MICHAEL: Really fun! We had never played the song before, and it's a hard song to play, so I guess there was a bit of nerves, and we also hadn’t played in a couple of years. But the reaction, and the feeling in the room of playing that song was something different than we had ever experienced. These shows in general, I’m not playing drums anymore, so it's different, and we felt very unified playing that song. It was emotional for me, but I think people really connected to it, and even though they never heard it before, we got some of the best reactions from that so I guess it means something - they like it!
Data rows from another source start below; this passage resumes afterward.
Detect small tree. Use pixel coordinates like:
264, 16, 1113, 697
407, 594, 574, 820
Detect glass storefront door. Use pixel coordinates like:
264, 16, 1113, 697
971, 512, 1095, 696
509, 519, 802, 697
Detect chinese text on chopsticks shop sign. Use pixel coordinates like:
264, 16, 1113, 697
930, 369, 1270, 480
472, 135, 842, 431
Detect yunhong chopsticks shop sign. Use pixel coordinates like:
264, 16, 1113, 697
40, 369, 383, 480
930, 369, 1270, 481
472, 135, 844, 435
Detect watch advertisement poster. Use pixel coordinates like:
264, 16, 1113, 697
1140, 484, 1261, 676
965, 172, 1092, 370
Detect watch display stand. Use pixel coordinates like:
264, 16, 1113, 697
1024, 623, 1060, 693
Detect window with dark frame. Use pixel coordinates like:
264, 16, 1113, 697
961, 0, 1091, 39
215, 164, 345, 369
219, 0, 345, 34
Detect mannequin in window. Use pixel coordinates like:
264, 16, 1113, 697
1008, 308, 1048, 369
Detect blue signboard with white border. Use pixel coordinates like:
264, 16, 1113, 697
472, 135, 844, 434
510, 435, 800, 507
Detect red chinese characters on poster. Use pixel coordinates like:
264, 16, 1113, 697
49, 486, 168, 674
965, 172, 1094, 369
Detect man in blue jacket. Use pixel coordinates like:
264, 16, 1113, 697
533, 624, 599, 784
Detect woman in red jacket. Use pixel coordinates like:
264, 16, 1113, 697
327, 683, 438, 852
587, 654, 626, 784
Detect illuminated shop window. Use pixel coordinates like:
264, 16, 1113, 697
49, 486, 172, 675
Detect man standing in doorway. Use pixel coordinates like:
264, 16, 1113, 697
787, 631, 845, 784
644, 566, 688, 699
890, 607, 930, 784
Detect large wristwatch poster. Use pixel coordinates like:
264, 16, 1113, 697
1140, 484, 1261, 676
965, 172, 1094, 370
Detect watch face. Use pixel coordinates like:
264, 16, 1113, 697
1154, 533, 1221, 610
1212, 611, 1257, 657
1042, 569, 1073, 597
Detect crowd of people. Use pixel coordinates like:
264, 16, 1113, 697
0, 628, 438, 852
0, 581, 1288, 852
CDM: I really love that song! What was running through your mind writing ‘Midnight In Tokyo’?
MICHAEL: A lot. It's very literal. My first trip to Tokyo was to propose to my ex. We went for New Year’s Eve, and it's very literal - at midnight on New Year’s Eve, I proposed to her, and it’s about that experience, but I finished the song when we had broken up. So it kind of goes through the whole journey in the three-and-a-half minute song.

CDM: How has it been taking on more of a frontman role in your live shows, with Dash playing drums?
MICHAEL: This tour we just did with the Arctic Monkeys is probably the best tour I've ever done. It was immediate, and I feel more connected to Zach and Tyler, being able to interact with them more. The frontman thing is scary, and new to me, but it felt really good and it felt very right, and it felt like we should have done this a long time ago.
CDM: We recently interviewed Miles Kane and he said he thought you would be a great frontman.
MICHAEL: There you go! He texted me the same thing, so I appreciate that approval.

CDM: You told us last year you had recorded 12 songs for the new Mini Mansions album. Were some of those songs what made it onto the EP?
MICHAEL: Well, wouldn't you like to know. I gave you some insider info... But maybe one of the songs is on the record.
CDM: Is the album fully finished?
MICHAEL: Yes, there’s an album fully finished.
CDM: When is the album being released?
MICHAEL: Sometime next year.

CDM: What was it about Edwyn Collins’ song ‘A Girl Like You’ that drew you to covering it?
MICHAEL: I think the first thing is [the 1995 film] ‘Empire Records’. Being a child of the 90s, when it came out it was kind of a big deal, because I was young kid exploring music and going to record stores, and finding out about new bands and sharing mix-tapes with your friends. That movie was a big one for me, about a bunch of outsiders, a bunch of freaks that shared this common passion for music. All the songs on that soundtrack stuck with me, and we were talking about doing a new cover and I remembered that song, and I remembered thinking that that song should've been a fucking hit - to me it is, and it never really crossed over in the States. So I thought, ‘Well, this would be great to do this song that I think is a hit,’ and to put our own spin on it, and make it ours. I never want to just do a straight cover, you want to make it feel like, ‘Oh, we wrote this song.’ I think, lyrically too, it fit really well with the rest of the EP, and it felt like lyrics that we could’ve written. Even though the track-listing when we did it was supposed to be cohesive, and even though the songs are all over the place, lyrically it should all make sense including a cover song - and that's what I liked about it. And not just doing a cover, but to make it a piece of this record.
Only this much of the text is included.